Assad and two others in Syria poll fray

Supreme Constitutional Court says current president and two other candidates are eligible for June presidential poll.

The upcoming presidential vote has been mocked by the opposition as a "farce" [AFP]

President Bashar al-Assad and two others will be in the fray in the June presidential election, an official with Syria’s Supreme Constitutional Court has said.

Twenty-four candidates had submitted bids to run in the June 3 election that Assad is widely expected to win.

But the court’s spokesman, Majid Khadra, announced on Syrian state television on Sunday that only three applicants met requirements of the election law to run.

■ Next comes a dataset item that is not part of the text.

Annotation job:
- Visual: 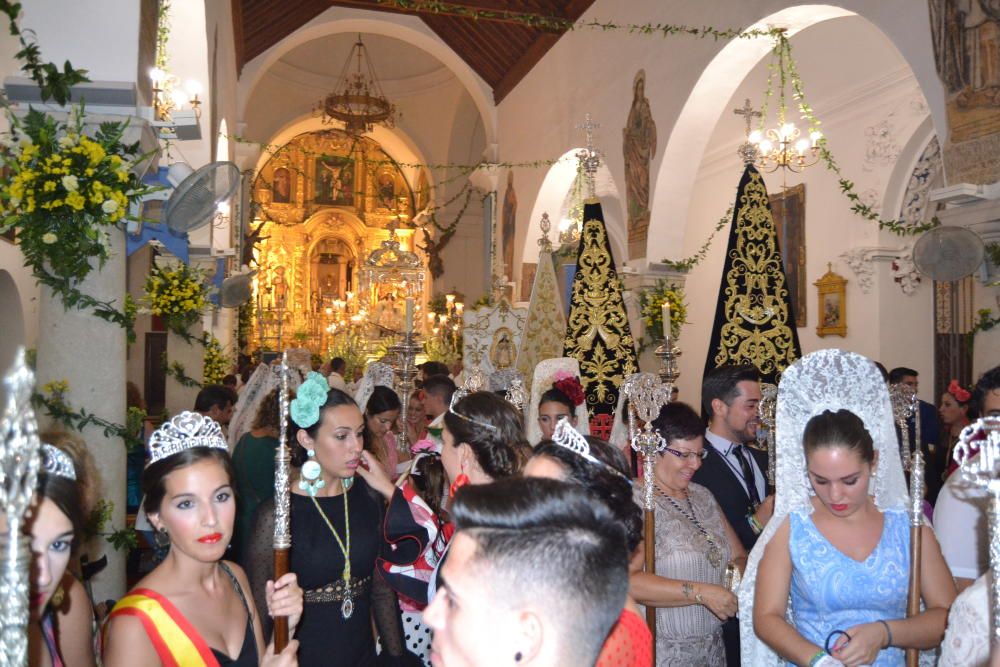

Assad, who is seeking a third seven-year term, will face Hassan bin Abdullah al-Nouri, a 54-year-old member of parliment from Damascus, and 43-year-old Maher Abdul-Hafiz Hajjar, an MP from the northern city of Aleppo.

Both Hajjar and Nouri are largely unknown to the Syrian public.

Candidates whose bids were rejected have until May 7 to appeal the court’s decision.

While the election is the country’s first multi-candidate vote, the rules effectively rule out all opponents to Assad’s regime from running.

Anyone who has lived outside Syria in the past decade is excluded, effectively barring most prominent opposition figures, who live in exile.

The vote will only be held in areas under government control.

The election is being held amid a brutal civil war that has killed more than 150,000 people since March 2011 and made millions homeless.

The regime has barred refugees who left the country “illegally” from voting.